HC Deb 13 March 1896 vol 38 cc884-5
MR. PATRICK O'BRIEN (Kilkenny)

On behalf of the hon. member for East Wicklow, Mr. WILLIAM CORBET, I beg to ask the Secretary of State for the Home Department, if he can say when the Bill which he recently stated the Lord Chancellor was about to bring in, dealing with proprietary lunatic asylums kept for profit will be printed, and whether it will extend to Ireland. The HON. MEMBER also asked the right hon. Gentleman, with reference to the death of Thomas Weir while under mechanical restraint in the Holloway Sanatorium, whether he was aware that mechanical restraint in the treatment of the insane was long since condemned by the highest authorities, and had been abolished in all the best-regulated asylums; whether mechanical restraint was at present used in any other asylums; and could he state the names of the asylums, if any, and the forms of restraint in use?
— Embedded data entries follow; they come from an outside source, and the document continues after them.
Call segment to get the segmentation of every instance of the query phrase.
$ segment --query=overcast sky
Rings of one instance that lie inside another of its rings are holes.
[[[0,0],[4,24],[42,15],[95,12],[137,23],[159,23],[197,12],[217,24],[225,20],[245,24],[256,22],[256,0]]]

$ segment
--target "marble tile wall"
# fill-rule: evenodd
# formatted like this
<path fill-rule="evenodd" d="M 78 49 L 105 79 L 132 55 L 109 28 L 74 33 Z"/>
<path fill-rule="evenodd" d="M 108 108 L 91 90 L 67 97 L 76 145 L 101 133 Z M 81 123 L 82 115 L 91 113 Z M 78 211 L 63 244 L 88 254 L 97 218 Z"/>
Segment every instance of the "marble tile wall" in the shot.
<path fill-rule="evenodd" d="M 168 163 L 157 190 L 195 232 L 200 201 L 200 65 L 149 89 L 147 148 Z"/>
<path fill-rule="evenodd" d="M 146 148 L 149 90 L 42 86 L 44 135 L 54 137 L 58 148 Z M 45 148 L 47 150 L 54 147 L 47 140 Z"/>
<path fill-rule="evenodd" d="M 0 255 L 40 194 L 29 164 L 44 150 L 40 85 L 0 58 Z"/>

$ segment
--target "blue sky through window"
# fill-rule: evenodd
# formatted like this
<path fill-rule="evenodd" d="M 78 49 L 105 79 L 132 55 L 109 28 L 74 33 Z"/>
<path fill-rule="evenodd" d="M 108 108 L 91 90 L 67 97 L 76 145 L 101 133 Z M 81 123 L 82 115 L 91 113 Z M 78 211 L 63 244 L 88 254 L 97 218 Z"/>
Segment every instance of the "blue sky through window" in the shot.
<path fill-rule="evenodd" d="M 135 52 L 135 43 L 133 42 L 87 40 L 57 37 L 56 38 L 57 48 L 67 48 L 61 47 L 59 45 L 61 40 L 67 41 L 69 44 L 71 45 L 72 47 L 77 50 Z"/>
The SECRETARY OF STATE FOR THE HOME DEPARTMENT (SIR MATTHEW WHITE RIDLEY,) Lancashire, Blackpool

The terms of the Lunacy Bill are under consideration, but there is no prospect of its being ready before Easter. It will not apply to Ireland. As regards the hon. Member's second Question, I am not aware that mechanical restraint is always and in all circumstances objectionable, or that the highest authorities have condemned anything but the excessive, unnecessary, and improper employment of such restraint. I am unable to give the hon. Member the names of the asylums in which mechanical restraint is employed, but he will see, on referring to the last Report of the Lunacy Commissioners, that in 50 out of 155 institutions for the insane in this country mechanical restraint is never made use of, and that in most of the other institutions the amount of restraint used is very small, and the means generally employed are sleeved jackets or dresses and gloves. Since the death alluded to in the Question more stringent regulations in regard to the employment of mechanical restraint have been made by the Commissioners under the Act of 1890, These will be found printed as Appendix P to their last Report.